The Atlanta multifamily market has experienced a 200-point jump in its vacancy rate when compared to the fourth quarter of last year. The market-wide total rate is sitting at 12. 5 percent, and the rate for Class B and Class C properties is a few percentage points higher. These numbers are, of course, a function of the recession and the overall lack of job stability in the city. When the jobs return, says Andrew Mays of Marcus & Millichap’s Atlanta office, the vacancy rate will start to recede.
“Unemployment is the main deterrent to multifamily growth,” he says. “It’s such a function of the job market right now, and until we work our way through this, it’s going to take a little while to get that number back in check. Ideally, Atlanta performs much better around the high single digits.”
Increased transactions from high net-worth buyers from South Florida, the Northeast and Chicago, along with the occasional foreign spender, has helped prevent a complete shutdown of the market. Mays says the number of transactions, and interest from international investors, will increase once lenders release more distressed assets onto the market.
“Moving forward, It’s not going to be ‘06 or ‘07 by any stretch, but it will be significantly better than this year,” Mays says. “There’s a ton of capital sitting on the sidelines waiting to jump in.”
Developers in the coming years will start pursuing work more actively. Lending will free up eventually, and demand for new apartment spaces and condominium projects will increase. Mays says he thinks developers in the future will be more conservative about building rampant projects without an adequate amount of demand. Speculative buildings will take a lot to get off the ground because memories of a crippling recession will change the way developments are built.

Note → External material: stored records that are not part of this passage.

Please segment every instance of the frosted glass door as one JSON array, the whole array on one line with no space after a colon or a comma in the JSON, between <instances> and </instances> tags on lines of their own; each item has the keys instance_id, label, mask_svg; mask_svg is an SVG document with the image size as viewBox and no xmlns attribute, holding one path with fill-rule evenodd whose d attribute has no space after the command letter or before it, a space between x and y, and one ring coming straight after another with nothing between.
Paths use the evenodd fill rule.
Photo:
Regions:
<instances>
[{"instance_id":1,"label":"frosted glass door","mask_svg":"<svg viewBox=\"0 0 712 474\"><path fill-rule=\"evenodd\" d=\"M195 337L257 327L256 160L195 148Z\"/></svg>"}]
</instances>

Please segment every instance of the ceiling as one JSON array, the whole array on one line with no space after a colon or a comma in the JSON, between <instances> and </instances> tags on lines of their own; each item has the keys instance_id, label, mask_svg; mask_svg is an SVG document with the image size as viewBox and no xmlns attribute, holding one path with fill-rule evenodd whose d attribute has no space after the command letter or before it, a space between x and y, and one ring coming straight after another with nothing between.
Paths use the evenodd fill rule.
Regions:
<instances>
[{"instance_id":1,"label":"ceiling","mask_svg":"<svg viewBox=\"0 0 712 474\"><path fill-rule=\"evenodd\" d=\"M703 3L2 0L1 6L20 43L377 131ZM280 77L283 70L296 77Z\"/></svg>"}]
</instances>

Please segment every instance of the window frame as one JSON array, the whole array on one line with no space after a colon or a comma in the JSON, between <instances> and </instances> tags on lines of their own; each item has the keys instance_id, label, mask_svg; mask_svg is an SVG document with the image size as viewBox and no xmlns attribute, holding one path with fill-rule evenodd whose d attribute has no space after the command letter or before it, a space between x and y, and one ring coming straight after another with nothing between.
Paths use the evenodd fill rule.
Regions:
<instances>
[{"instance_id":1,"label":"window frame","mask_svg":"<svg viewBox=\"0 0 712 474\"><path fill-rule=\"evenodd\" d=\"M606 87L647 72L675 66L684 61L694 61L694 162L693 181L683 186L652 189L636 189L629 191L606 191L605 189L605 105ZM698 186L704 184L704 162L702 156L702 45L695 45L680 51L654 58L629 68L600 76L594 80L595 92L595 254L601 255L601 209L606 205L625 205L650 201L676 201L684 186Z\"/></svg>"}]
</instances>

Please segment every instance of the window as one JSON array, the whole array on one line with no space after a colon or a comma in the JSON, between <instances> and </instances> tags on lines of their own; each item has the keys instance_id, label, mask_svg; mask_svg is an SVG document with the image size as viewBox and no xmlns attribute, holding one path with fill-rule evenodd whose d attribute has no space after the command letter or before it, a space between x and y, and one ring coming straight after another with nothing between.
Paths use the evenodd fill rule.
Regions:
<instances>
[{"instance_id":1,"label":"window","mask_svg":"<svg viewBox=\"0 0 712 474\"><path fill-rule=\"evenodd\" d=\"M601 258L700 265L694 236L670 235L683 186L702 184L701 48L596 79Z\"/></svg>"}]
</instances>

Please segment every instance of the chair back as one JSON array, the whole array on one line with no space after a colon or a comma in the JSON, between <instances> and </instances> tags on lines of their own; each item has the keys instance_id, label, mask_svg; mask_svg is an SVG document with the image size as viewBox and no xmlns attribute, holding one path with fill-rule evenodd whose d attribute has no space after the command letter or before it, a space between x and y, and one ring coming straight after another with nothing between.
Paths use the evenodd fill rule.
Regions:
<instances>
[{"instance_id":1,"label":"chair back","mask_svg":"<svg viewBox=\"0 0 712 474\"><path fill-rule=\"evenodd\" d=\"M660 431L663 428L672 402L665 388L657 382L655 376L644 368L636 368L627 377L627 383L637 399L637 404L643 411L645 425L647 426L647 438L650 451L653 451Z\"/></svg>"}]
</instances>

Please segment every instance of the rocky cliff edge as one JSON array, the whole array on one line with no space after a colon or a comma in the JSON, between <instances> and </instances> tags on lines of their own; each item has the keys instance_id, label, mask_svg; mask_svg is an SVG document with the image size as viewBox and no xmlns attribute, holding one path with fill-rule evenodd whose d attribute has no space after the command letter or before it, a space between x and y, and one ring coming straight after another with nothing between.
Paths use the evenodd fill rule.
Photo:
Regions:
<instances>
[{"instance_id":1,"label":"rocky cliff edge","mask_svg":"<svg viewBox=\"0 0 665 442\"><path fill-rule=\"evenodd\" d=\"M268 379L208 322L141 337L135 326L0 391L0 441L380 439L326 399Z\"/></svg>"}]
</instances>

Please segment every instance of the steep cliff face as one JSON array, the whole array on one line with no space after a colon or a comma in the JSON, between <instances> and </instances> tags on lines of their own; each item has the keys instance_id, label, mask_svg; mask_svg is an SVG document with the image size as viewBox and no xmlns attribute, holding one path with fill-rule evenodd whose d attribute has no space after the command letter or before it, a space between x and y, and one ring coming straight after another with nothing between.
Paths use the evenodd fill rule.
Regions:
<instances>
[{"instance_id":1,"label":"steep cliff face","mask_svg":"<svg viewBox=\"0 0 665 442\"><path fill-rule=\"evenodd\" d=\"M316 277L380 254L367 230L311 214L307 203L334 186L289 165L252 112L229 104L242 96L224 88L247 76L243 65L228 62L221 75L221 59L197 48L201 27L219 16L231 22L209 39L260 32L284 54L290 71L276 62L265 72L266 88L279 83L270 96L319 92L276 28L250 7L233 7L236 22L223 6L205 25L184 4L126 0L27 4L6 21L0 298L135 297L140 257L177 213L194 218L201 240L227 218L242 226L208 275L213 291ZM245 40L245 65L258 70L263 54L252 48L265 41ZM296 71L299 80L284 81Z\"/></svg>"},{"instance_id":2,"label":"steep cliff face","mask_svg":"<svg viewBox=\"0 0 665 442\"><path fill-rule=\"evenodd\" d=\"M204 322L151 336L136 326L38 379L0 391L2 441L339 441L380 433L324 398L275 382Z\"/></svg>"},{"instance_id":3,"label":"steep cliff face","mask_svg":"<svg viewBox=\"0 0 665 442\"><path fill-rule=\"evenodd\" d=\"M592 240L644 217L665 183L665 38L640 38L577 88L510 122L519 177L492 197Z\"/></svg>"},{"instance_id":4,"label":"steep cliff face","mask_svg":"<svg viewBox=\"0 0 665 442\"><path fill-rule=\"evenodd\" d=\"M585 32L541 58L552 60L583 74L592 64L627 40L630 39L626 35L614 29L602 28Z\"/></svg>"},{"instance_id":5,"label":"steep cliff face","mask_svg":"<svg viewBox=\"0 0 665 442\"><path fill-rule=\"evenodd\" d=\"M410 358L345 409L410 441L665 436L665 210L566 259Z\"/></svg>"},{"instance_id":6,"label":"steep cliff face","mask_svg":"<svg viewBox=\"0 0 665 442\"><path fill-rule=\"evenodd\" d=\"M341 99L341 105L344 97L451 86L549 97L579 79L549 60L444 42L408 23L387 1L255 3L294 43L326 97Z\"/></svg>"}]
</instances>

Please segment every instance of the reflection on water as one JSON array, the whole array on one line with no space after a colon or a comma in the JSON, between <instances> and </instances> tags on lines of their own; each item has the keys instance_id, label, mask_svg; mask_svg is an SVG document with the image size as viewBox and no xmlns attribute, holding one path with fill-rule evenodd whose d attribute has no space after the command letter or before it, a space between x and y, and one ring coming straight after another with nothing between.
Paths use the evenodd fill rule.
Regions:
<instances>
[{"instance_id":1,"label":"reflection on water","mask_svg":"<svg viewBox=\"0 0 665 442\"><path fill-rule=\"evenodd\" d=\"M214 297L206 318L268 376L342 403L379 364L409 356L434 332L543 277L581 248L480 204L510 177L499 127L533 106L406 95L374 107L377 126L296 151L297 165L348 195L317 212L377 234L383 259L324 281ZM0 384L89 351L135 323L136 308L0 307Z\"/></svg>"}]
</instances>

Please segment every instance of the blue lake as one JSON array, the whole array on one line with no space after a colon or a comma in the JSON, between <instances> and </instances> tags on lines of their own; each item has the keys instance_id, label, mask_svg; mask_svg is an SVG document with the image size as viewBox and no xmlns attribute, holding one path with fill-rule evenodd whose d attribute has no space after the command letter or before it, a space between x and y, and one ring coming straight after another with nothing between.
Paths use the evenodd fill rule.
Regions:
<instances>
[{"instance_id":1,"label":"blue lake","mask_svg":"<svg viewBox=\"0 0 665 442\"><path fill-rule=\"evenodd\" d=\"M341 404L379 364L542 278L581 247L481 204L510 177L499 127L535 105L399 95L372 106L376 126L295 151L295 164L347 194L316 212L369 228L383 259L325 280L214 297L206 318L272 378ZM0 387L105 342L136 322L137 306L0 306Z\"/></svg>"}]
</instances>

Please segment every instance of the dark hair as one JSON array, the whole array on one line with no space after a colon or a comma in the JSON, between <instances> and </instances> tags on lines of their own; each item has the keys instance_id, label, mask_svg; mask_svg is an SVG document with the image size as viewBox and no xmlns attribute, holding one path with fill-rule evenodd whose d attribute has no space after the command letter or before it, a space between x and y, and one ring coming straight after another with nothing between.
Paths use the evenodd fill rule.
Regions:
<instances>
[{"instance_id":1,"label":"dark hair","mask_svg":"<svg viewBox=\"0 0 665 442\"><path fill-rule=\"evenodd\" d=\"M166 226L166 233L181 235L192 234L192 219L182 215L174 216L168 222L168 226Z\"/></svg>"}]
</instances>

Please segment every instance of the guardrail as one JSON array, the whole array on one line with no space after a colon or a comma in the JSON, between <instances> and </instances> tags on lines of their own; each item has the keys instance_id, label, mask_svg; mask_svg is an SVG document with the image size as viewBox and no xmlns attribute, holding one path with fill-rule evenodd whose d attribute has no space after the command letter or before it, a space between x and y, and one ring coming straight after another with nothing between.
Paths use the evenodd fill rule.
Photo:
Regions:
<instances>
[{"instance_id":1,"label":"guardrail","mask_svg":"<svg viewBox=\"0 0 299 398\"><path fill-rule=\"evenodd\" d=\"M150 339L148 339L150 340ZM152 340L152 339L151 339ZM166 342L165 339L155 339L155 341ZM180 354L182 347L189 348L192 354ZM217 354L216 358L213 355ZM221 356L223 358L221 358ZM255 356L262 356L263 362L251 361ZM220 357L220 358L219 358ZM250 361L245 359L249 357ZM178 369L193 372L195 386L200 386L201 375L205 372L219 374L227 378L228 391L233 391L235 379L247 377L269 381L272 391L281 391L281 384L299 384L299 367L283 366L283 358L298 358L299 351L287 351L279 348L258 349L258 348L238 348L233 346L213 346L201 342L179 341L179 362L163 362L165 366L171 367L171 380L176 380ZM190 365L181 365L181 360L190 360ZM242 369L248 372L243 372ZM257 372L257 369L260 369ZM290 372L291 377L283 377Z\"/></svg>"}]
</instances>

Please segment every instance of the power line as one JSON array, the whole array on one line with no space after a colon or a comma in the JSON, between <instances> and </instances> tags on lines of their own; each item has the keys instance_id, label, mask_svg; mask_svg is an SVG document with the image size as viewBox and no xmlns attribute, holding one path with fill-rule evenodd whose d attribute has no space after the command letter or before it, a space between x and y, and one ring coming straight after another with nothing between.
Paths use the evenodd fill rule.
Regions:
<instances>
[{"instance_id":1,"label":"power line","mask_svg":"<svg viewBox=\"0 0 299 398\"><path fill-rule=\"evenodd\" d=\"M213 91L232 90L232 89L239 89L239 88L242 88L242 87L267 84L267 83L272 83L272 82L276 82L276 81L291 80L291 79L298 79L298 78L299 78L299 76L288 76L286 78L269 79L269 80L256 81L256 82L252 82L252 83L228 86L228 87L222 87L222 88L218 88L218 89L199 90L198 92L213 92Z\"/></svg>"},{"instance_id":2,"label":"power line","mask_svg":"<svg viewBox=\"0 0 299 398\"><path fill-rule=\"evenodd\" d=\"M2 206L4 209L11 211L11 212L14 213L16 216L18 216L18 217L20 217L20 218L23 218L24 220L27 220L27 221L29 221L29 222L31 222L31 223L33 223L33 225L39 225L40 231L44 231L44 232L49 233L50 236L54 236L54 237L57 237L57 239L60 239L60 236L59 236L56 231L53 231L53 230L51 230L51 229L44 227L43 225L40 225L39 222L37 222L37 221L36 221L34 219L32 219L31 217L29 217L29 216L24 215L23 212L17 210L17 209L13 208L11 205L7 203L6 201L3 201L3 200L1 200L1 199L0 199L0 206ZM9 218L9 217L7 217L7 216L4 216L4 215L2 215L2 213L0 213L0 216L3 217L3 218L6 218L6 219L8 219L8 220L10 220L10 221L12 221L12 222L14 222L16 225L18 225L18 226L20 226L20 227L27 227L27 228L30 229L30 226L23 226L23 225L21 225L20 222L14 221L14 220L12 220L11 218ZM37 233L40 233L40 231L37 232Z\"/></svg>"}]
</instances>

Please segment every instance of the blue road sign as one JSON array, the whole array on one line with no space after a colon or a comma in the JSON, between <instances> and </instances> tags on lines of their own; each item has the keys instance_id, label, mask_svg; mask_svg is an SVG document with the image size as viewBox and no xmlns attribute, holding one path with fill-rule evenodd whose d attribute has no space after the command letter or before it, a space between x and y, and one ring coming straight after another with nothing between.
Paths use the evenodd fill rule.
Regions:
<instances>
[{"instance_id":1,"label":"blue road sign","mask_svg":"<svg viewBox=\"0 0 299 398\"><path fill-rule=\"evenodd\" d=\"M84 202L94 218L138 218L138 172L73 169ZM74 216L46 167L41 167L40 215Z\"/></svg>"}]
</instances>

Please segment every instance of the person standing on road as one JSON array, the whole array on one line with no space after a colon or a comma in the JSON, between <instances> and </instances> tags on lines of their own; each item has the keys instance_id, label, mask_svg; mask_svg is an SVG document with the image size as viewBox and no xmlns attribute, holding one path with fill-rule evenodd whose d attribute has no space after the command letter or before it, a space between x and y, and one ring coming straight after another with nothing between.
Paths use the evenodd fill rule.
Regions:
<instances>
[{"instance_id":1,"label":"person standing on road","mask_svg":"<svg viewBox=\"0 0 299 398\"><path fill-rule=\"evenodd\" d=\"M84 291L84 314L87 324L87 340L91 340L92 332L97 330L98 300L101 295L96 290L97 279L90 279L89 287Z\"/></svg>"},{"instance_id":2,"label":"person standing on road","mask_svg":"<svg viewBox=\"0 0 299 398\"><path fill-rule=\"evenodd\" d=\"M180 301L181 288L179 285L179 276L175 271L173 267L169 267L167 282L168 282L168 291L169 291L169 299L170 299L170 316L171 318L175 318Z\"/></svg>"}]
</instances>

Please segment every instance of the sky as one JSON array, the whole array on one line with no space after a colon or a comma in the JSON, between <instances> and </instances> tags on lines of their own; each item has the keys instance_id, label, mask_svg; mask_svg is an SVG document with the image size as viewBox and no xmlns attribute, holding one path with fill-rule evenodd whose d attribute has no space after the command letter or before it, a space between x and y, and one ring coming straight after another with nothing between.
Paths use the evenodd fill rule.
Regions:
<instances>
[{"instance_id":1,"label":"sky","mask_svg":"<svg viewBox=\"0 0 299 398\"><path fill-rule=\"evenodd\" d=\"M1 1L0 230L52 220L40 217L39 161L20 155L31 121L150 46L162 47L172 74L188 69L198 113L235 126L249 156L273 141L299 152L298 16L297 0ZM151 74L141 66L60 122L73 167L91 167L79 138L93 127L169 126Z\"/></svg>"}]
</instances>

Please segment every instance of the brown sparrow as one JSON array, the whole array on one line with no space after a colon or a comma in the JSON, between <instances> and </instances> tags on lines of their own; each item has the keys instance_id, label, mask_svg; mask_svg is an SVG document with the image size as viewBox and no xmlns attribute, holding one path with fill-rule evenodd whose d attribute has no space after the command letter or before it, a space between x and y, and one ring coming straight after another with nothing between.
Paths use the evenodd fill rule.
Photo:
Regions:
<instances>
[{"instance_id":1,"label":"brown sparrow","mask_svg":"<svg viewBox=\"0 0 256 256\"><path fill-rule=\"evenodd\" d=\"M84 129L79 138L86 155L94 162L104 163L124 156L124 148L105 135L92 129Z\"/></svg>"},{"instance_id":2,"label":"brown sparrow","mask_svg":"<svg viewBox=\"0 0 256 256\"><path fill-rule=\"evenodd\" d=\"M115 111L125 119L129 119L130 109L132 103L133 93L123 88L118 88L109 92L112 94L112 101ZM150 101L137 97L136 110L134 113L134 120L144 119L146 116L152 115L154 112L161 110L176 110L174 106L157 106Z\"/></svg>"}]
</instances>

“It’s definitely going to hold people in check as far as the developing boom that we lived through in the last several years,” Mays says. “That, obviously, is going to take its toll, and that will put some fear into people.” But real estate is cyclical, and unspoken real estate rules prevalent in recessionary times are likely to be broken once money starts flowing. As Mays says, “It’s amazing that once things start going again, people have a short-term memory.”